Le président sénégalais, Macky Sall, a annoncé, lundi, qu’il ne sera pas candidat à un troisième mandat pour la présidentielle de 2024. Un renoncement qui a décrispé le climat politique, devenu explosif dans le pays, mais qui ouvre aussi une période d’incertitude à huit mois du scrutin.

Le président Macky Sall salue ses supporters après sa victoire à l'élection présidentielle, le 24 février 2019.
Le président Macky Sall salue ses supporters après sa victoire à l’élection présidentielle, le 24 février 2019. © Seyllou, AFP

Immédiatement, les réactions se sont multipliées, de nombreuses voix faisant part de leur « soulagement » alors que l’hypothèse d’une candidature du président sortant électrisait le pays depuis plusieurs mois, ses opposants la jugeant contraire à la Constitution. Macky Sall,  élu tour à tour en 2012 et en 2019,  avait en effet fait réviser le texte pour y inscrire que « nul ne peut exercer plus de deux mandats consécutifs ». S’il assurait qu’il se soumettrait à cette règle, il affirmait toutefois que cela ne le concernait pas puisqu’il avait exercé son premier mandat avant la réforme et entretenait le flou sur ses intentions. 

« Globalement, son discours a provoqué un ouf de soulagement dans la société civile mais aussi dans les rues », témoigne Sarah Sakho, correspondante de France 24 à Dakar. « Toute la journée de lundi, les Dakarois ne cachaient pas leur inquiétude, craignant des violences si Macky Sall se présentait officiellement à la prochaine présidentielle. » 

Au lendemain du discours, le président a ainsi fait la une de tous les journaux, qui ont tiré, entre autres : « Macky, quelle grandeur ! », « Macky sort par la grande porte », « Macky au panthéon des grands hommes ». « Désormais, Macky Sall sera respecté. Il a fait ce qu’il fallait pour le Sénégal.

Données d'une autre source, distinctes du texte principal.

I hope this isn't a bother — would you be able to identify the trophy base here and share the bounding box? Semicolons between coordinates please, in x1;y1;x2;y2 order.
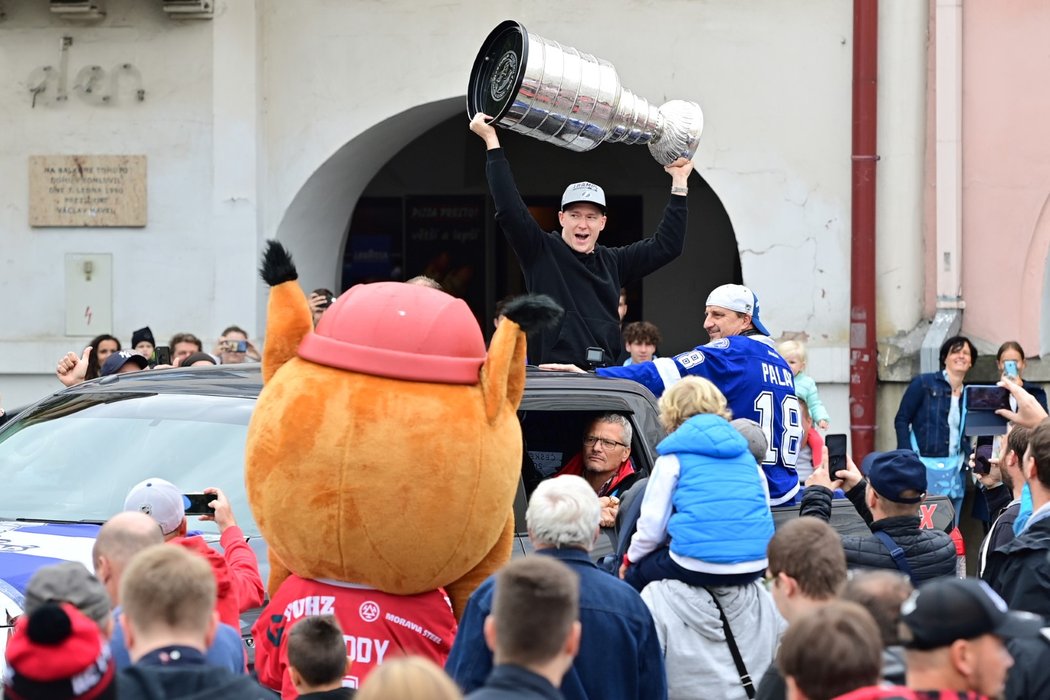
467;20;528;122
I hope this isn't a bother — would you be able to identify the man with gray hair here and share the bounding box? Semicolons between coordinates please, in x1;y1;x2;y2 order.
554;413;639;527
447;475;666;700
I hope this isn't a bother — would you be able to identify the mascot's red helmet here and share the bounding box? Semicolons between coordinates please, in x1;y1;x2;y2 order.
298;282;486;385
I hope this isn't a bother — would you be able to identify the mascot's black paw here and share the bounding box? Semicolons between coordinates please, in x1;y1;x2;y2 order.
501;294;563;333
260;240;298;286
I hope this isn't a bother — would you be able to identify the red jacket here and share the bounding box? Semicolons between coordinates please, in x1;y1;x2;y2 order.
173;526;265;629
252;575;457;698
556;453;637;497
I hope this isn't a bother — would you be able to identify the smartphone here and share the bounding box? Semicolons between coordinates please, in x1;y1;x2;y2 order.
964;385;1011;412
153;346;172;367
224;340;249;353
1004;360;1019;378
183;493;214;515
826;433;848;477
973;435;995;475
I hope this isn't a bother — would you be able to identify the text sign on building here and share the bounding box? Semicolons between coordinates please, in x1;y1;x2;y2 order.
29;155;147;227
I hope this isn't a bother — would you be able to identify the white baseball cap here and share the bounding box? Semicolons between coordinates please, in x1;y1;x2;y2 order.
124;477;185;536
706;284;771;336
561;181;606;213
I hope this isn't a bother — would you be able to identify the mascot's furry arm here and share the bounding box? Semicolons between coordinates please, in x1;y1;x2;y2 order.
258;241;314;384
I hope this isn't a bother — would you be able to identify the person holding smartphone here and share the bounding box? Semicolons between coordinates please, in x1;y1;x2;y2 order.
997;340;1047;412
893;335;977;518
214;325;261;365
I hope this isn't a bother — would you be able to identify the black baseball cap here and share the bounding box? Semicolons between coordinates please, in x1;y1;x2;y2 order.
100;349;149;376
901;578;1042;650
861;449;927;503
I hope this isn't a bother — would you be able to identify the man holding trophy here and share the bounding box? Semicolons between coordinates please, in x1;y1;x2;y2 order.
470;112;693;367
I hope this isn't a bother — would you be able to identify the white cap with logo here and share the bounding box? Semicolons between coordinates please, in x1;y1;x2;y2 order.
561;182;607;213
123;477;186;536
705;284;771;336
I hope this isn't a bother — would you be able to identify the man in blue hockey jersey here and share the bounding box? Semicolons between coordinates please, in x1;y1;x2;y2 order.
543;284;803;505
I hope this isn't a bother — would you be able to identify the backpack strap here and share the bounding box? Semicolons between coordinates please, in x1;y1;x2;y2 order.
873;530;919;587
704;588;755;699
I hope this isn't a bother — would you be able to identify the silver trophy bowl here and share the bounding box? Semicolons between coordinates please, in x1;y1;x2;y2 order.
467;20;704;165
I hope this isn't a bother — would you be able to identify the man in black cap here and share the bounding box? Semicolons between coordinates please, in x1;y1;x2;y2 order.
100;349;150;377
801;448;956;585
899;577;1041;698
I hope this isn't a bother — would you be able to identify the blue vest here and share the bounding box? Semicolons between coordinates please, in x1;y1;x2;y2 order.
662;414;775;568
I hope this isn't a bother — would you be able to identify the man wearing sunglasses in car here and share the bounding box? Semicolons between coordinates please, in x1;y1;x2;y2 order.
554;414;639;527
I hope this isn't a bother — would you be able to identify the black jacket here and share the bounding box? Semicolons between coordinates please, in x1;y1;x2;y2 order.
978;500;1020;578
800;484;956;583
1005;636;1050;700
118;665;274;700
983;513;1050;618
467;665;564;700
486;149;686;366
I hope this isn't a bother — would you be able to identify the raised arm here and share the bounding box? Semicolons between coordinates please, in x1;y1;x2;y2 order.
617;158;692;280
471;112;547;267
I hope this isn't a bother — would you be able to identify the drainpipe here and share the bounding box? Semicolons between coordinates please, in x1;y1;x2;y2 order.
921;0;964;372
850;0;879;459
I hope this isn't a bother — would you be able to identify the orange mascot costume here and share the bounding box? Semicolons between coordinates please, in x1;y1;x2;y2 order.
247;242;558;696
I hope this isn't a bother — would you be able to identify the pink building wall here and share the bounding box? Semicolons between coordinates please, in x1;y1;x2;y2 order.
927;2;1050;356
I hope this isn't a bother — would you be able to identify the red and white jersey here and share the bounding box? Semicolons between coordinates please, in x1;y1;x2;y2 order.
252;575;457;698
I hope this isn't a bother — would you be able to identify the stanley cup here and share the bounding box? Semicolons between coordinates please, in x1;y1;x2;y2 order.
467;20;704;166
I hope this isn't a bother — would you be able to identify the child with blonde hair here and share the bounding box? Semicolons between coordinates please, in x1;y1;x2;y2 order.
778;339;831;429
619;376;775;591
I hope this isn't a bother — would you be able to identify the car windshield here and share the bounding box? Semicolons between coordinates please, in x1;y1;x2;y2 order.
0;392;259;537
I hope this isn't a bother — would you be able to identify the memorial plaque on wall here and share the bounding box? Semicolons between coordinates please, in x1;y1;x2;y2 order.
29;155;147;227
405;195;486;320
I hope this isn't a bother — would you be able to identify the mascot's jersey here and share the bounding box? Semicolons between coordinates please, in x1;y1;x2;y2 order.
252;575;458;698
598;334;803;505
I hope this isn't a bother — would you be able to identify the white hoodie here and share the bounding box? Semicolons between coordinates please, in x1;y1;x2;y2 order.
641;580;785;700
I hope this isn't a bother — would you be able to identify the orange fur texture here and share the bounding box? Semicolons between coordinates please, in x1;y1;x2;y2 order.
245;280;527;617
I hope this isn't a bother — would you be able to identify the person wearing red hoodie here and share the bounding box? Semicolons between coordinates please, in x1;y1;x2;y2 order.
123;478;265;629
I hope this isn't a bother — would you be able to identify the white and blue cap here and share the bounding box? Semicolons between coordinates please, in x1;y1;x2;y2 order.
561;181;606;213
705;284;771;336
123;477;185;536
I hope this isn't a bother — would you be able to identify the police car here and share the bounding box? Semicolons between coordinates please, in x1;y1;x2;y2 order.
0;365;669;659
0;364;267;661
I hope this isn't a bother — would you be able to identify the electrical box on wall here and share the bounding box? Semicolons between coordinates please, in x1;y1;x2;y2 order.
65;253;112;336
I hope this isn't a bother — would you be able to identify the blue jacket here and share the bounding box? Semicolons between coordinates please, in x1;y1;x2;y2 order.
446;548;666;700
599;334;802;505
660;415;774;570
894;372;954;456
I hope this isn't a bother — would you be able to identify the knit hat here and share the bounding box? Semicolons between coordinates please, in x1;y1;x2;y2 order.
99;350;149;377
901;578;1042;650
298;281;486;385
861;449;927;504
3;602;115;700
130;327;155;348
731;418;769;465
123;477;185;536
705;284;771;337
24;562;111;628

Son geste est noble », a de son côté réagi une femme au micro de France 24. « Il a fait une promesse aux Sénégalais et il l’a tenue », a félicité un autre. 

Une dizaine de candidats à sa succession

« Si beaucoup saluent cette décision, y voyant le début d’un apaisement dans le pays, cela apporte aussi son lot d’incertitudes », nuance cependant Francis Kpatindé, maître de conférences à Sciences-Po Paris et spécialiste du Sénégal. « Et une question majeure : qui pour succéder à Macky Sall ?« , lance-t-il.

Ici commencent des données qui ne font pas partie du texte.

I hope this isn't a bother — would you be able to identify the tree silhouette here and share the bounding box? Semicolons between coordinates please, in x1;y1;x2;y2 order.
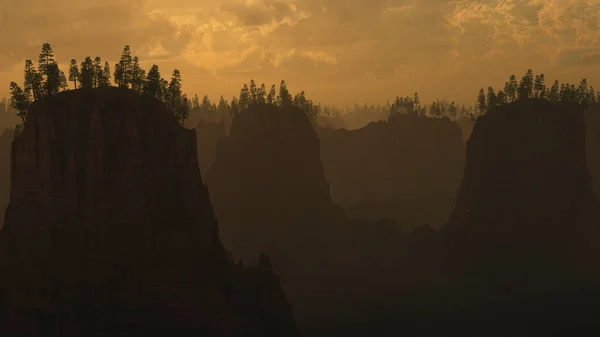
9;82;31;123
131;57;144;93
267;84;276;104
277;80;292;106
93;57;103;87
249;80;258;105
476;88;486;116
69;59;80;89
239;84;249;111
117;45;133;88
142;65;162;100
167;69;182;112
257;83;267;104
80;57;94;89
192;94;200;109
231;96;239;115
486;87;497;110
24;60;42;101
99;62;112;87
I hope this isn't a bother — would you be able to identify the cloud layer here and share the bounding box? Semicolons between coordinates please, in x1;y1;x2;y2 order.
1;0;600;106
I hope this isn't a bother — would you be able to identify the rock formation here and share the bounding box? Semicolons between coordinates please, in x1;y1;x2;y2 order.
455;115;474;141
0;128;13;230
585;107;600;198
441;100;600;296
195;120;227;176
0;87;299;336
318;113;465;231
207;104;345;263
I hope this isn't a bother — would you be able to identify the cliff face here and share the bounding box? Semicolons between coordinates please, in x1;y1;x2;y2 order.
0;128;13;230
195;120;227;176
585;107;600;198
207;104;344;262
0;88;299;336
441;100;600;294
318;114;465;230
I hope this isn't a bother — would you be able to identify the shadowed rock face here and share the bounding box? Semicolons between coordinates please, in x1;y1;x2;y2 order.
585;107;600;199
0;128;13;230
195;120;227;176
317;114;465;231
441;100;600;295
207;104;345;263
0;87;299;337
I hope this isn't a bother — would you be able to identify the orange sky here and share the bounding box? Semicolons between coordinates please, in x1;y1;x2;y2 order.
1;0;600;114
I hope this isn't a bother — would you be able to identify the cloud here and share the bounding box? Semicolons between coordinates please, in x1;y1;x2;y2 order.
553;46;600;67
3;0;600;106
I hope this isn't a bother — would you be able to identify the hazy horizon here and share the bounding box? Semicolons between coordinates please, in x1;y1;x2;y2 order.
1;0;600;108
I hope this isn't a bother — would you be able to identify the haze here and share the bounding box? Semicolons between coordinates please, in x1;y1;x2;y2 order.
1;0;599;107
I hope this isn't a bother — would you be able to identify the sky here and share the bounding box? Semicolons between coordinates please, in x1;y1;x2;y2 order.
1;0;600;109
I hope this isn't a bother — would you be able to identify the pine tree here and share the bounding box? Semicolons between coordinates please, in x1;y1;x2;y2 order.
201;95;212;115
68;59;80;89
45;62;61;96
59;70;68;91
142;65;162;100
267;84;276;104
548;80;560;103
114;63;123;87
249;79;257;104
99;61;112;87
192;94;200;109
118;45;133;88
506;74;518;102
175;94;190;126
131;57;144;93
37;43;54;80
239;84;249;111
277;80;292;106
577;79;588;104
24;60;43;101
167;69;182;112
9;82;31;123
231;96;239;115
217;96;230;120
160;78;169;103
257;83;267;104
38;43;60;96
486;87;497;110
79;57;94;88
449;101;457;121
476;88;486;116
497;90;506;104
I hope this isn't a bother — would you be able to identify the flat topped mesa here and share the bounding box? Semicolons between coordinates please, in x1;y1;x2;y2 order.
0;87;299;337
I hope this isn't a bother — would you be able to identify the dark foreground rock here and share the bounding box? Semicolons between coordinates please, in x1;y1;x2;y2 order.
0;87;299;337
0;128;13;230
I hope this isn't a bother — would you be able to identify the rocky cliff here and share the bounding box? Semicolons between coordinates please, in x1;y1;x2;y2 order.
207;104;345;264
441;100;600;296
195;120;227;176
0;128;13;230
585;107;600;198
317;114;465;230
0;87;299;337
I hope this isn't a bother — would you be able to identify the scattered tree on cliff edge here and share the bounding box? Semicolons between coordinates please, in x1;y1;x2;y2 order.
9;82;31;123
477;88;487;116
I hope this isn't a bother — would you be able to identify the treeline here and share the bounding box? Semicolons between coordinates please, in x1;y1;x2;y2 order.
475;69;597;116
8;44;190;124
188;79;320;122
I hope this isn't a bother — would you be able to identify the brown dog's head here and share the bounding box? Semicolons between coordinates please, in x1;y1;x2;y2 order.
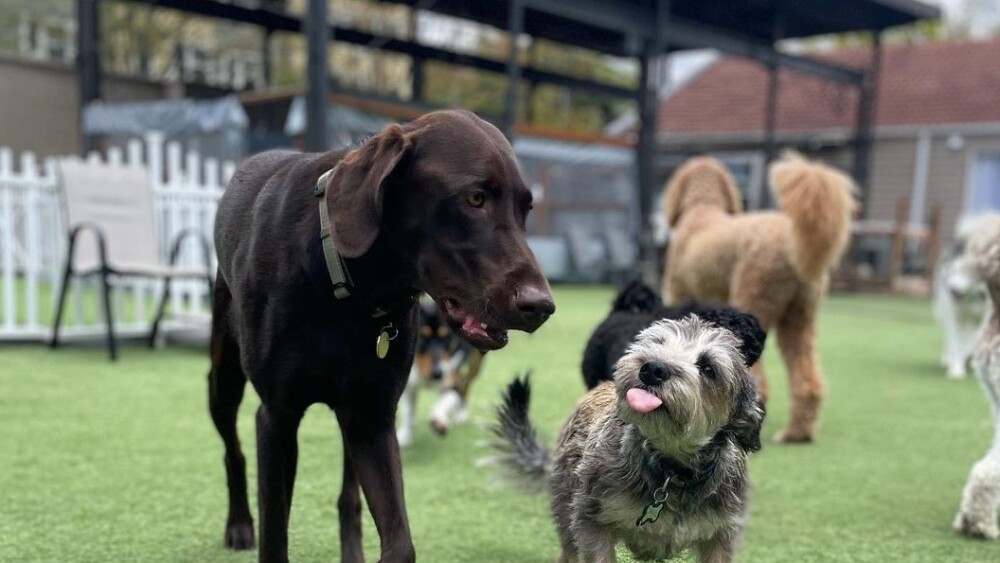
325;109;554;350
663;156;742;227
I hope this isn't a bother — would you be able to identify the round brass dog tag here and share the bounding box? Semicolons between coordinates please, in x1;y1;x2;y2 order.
376;331;390;359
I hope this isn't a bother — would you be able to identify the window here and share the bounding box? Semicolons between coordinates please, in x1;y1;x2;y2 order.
713;153;765;210
966;153;1000;213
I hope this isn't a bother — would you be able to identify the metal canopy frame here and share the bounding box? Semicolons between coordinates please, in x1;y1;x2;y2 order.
77;0;937;273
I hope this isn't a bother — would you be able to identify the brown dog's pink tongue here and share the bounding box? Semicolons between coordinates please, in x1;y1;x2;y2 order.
626;388;663;413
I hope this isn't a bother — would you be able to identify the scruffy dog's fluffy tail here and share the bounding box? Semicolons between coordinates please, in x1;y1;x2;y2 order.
770;151;857;281
486;374;550;493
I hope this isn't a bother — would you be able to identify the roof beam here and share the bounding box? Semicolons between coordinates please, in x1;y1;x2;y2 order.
669;18;863;83
522;0;640;37
874;0;941;21
119;0;636;99
524;0;863;84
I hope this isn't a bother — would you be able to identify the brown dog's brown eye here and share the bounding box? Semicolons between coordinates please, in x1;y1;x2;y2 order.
437;327;448;338
467;191;486;208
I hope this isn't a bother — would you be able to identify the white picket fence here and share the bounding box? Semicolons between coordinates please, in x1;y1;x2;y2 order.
0;133;234;342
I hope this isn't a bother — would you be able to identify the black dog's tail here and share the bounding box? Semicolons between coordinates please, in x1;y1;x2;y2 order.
611;279;662;314
484;373;550;494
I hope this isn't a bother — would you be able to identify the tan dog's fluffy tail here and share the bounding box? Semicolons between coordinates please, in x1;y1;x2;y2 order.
770;152;856;281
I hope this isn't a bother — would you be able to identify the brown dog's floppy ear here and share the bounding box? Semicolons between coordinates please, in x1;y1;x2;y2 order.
325;123;411;258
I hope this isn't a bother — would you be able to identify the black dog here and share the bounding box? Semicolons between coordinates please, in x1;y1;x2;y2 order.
582;280;766;389
209;110;554;562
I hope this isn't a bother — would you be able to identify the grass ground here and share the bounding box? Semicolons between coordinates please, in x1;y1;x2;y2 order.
0;286;996;562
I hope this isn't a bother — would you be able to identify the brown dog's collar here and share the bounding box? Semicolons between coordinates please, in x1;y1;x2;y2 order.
314;168;413;318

Selon le spécialiste, plusieurs noms circulent au sein de l’Alliance pour la République (APR), le parti fondé en 2008 par Macky Sall, où on plaidait majoritairement en faveur d’un nouveau mandat du président sortant : Amadou Ba, l’actuel Premier ministre, Aly Ngouille Ndiaye, le ministre de l’Agriculture ou encore Abdoulaye Diouf Sarr, le ministre de la Santé. « Mais toutes les options semblent sur la table, » estime-t-il. D’autant plus que le processus pour désigner son successeur reste pour le moment vague.

« Qu’adviendra-t-il aussi du Benno Bokk Yakaar (BBY), la coalition présidentielle, qui réunit quatre des principaux partis du pays : l’APR, le Parti socialiste (PS), l’Alliance des forces de progrès (AFP) et Rewmi ? », interroge de son côté Babacar Ndiaye, analyste politique, directeur de la recherche du cercle de réflexion Wathi, basé à Dakar. « L’annonce de Macky Sall a été tardive et la coalition se retrouve sans candidat à huit mois du scrutin. Il va falloir trouver rapidement quelqu’un au sein de la coalition capable de fédérer et de rassembler », poursuit-il, évoquant l’idée de primaires, qui seraient une nouveauté.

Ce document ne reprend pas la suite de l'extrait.